103 MW is cell phone power...
I don't get from the article that the author truly understands bitcoins.
Bitcoin is not an industry. All those resources and energy do not create anything. It is hugely wasteful, and contains truly epic negative externalities to third parties.
POW is a much better alternative. One that should be encouraged by forcing current non-POW bitcoin miners to pay for their negative externalities. The more the real cost of non-POW bitcoin mining is properly assigned to their miners, the more POW bitcoins will be adopted.
I get from your post that you don't understand bitcoin (note it isn't plural).
"All those resources and energy do not create anything."
Yes they do. They create a distributed, digital, cryptographically-secure ledger of transactions from people participating in the payments eco-system.
"It is hugely wasteful,"
No it isn't. It is exactly as energy intensive as necessary to secure a massively distributed, digital, cryptographically secure ledger.

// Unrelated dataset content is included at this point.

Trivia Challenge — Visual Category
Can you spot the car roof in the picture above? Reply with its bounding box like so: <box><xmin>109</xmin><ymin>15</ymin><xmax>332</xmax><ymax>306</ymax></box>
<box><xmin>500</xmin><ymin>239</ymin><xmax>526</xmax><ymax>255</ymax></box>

If the amount of economic activity requires more energy, the system automatically scales up and when activity is low on the chain, the system scales down, avoiding waste.

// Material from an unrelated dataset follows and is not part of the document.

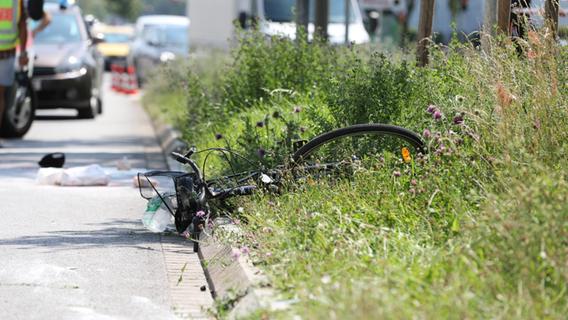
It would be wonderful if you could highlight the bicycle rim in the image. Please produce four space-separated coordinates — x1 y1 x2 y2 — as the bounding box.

"contains truly epic negative externalities to third parties."
Citation please.
"POW is a much better alternative."
Do you mean PoS?
"The more the real cost of non-POW bitcoin mining is properly assigned to their miners, the more POW bitcoins will be adopted."

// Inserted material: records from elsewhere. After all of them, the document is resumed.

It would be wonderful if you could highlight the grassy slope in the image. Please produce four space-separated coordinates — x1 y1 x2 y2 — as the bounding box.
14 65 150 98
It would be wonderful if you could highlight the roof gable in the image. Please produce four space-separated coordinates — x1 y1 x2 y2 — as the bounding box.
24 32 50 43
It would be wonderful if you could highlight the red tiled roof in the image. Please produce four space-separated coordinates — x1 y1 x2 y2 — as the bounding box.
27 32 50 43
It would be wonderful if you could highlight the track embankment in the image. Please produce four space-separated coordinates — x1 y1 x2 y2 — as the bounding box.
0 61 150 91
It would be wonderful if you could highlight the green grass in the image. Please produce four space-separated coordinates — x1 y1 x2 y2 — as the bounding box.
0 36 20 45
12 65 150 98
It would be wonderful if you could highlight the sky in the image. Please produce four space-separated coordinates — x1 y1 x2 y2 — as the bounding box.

Assuming you mean Proof of Stake, there will never be a PoS Bitcoin, so this sentence is incoherent.
So, a countertop toaster oven. The horror!
bs.
They dont have enough heatsink area.
Zoning laws have been killing American business for years. Many of these plants were built far from homes only to have people build next to the then complain. Unless these laws are stopped there will be no more investment in America and everyone will be jobless.
Thank you so much for the information. its really very useful
relax...now we have China and Wal Mart to kill US businesses! Zoning be dashed.
Zoning rules are typically reasonable and easy to understand. The reason the author is calling them terrible is because they have the opinion that these rules shouldn't apply. Bull crap. There is no reason that these facilities shouldn't follow the same rules as any other business would. In no way should you be able to build ugly crap that negatively impacts others just because you are cheaping out.
Crypto-money only works if it is freely traded, free from govt. control and therefore unstoppable, untouchable. Therefore, if law can stop it, it's worthless.
Just like with free speech and public accommodations, not exactly. Just because the government doesn't control it, doesn't mean it's free speech/enterprise/currency.
A big deal is made about crypto being decentralized but, definitively, no blockchain is decentralized. It's an authoritative techno parlor trick whereby 10,000 mom-and-pop stores don't count as being decentralized because the ownership and all the employees work in one building and they all use the same currency, but Wal-Mart isn't centralized because there are branches all over the world that report back to corporate, which doesn't have one office either. Nevermind that 5,000 of the 10,000 mom-and-pop stores will sell you ammo over-the-counter, no questions asked while all 10,000 of the Wal-Mart stores won't sell you ammo, no way no how, because of an incident that occurred at one Wal-Mart in TX.
This isn't to say that BTC or blockchain is inferior to non-blockchain currencies, just that the claims of decentralization, rather than distribution, are false.
Even if the fans disturb the neighbors, a decent legal system would let neighbors sue the miners for the disturbance. Zoning is always just a way for NIMBYs to forbid development they don't like without having to prove harm.